GSLAMOT: A Tracklet and Query Graph-based Simultaneous Locating, Mapping, and Multiple Object Tracking System
Abstract: For interacting with mobile objects in unfamiliar environments, simultaneously locating, mapping, and tracking the 3D poses of multiple objects are crucially required. This paper proposes a Tracklet and Query Graph based framework, i.e., GSLAMOT to address this challenge. GSLAMOT represents the dynamic scene by a combination of semantic map, agent trajectory, and an online maintained Tracklet Graph (TG). TG tracks and predicts the 3D poses of the detected active objects. A Query Graph (QG) is constructed in each frame by object detection to query and to update TG, as well as the semantic map and the agent trajectory. For accurate object association, a Multi-criteria Subgraph Similarity Association (MSSA) method is proposed to find matched objects between the detections in QG and the predicted tracklets in TG. Then an Object-centric Graph Optimization (OGO) method is proposed to optimize the TG, the semantic map, and the agent trajectory simultaneously. It triangulates the detected objects into the map to enrich the map's semantic information. We address the efficiency issues to handle the three tightly coupled tasks in parallel. Experiments are conducted on KITTI, Waymo, and an emulated Traffic Congestion dataset that highlights challenging scenarios including congested objects. Experiments show that GSLAMOT enables accurately crowded object tracking while conducting SLAM accurately in challenging scenarios, demonstrating more excellent performances than the state-of-the-art methods.
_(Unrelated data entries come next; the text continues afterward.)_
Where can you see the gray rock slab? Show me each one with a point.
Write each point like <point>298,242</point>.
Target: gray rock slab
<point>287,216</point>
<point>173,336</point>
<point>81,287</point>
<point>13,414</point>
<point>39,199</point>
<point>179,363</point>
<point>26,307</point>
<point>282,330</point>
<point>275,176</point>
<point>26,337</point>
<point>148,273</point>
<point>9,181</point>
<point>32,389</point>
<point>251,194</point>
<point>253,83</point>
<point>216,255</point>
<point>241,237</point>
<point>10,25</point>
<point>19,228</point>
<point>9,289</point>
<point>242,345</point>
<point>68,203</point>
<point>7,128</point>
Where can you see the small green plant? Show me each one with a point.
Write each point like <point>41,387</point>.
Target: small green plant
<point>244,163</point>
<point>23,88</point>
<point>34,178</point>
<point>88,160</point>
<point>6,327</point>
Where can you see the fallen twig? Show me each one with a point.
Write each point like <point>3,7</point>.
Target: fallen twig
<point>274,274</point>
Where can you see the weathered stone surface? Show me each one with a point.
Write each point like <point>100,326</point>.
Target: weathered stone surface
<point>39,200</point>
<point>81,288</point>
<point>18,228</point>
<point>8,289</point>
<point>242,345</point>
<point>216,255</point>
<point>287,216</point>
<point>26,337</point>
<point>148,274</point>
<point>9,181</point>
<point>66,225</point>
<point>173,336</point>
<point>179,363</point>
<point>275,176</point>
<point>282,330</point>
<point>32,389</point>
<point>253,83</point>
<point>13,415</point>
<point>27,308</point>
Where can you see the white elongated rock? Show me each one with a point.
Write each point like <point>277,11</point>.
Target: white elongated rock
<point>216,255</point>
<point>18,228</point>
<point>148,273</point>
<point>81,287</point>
Primary Subject Area: [Systems] Systems and Middleware
Secondary Subject Area: [Experience] Multimedia Applications
Relevance To Conference: The system we propose enhances the ability of agents to achieve self-localization, mapping, and multi-object tracking with camera and LIDAR inputs, thereby enhancing the applicability of multimedia systems in the real world. Our system accepts inputs from two modalities: stereo images and LiDAR point clouds. The visual odometry front end uses stereo images to obtain initial ego-motion estimates. 3D object detection boxes are derived from point clouds. We fuse both sources of information and utilize multi-criteria consistency, including spatial, neighbor, and shape consistency, to achieve robust multi-object tracking. Our system serves as the foundation for practical applications of multimodal agents, enhancing the agent's ability for self-localization and environmental perception.